Depuis l’interdiction de la coupe du bois au début du mois de juillet, les professionnels du secteur peinent à joindre les deux bouts dans leurs dépenses quotidiennes. Au micro d’AvenirGuinee, ce lundi 28 juillet à Dabondy, des vendeurs de bois et menuisiers ont expliqué leurs conditions dans cette période de rupture.
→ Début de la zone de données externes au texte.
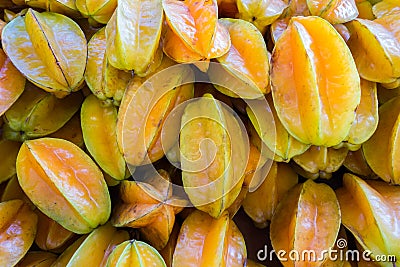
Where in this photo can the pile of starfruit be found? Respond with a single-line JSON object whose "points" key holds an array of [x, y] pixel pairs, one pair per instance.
{"points": [[203, 133]]}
Pour les menuisiers, cette période est particulièrement difficile, car leur travail devient presque impossible. C’est le constat dressé par Ibrahima Sory Touré, menuisier à Dabondy Bafon :
« La coupe est interdite en ce moment et c’est une vraie casse-tête pour nous, à commencer par nos matériaux. Donc c’est difficile pour nous de vendre en ce moment. Et nous sommes des pères de famille. C’est uniquement ce travail qui est notre source de revenus. Et ceux qui nous approvisionnent en ce moment ont aussi augmenté. Nous achetons une planche entre 140 000 à 150 000 GNF, alors qu’avant l’interdiction, c’était entre 60 000 à 70 000 GNF.Donc à cette allure, nous aussi, nous augmentons un peu. L’armoire est à deux millions ou deux millions deux cent mille. La coiffeuse à neuf cent mille ou huit cent mille, et on le revendait moins cher que ça.
Donc que l’État nous vienne en aide pour avoir le bois. »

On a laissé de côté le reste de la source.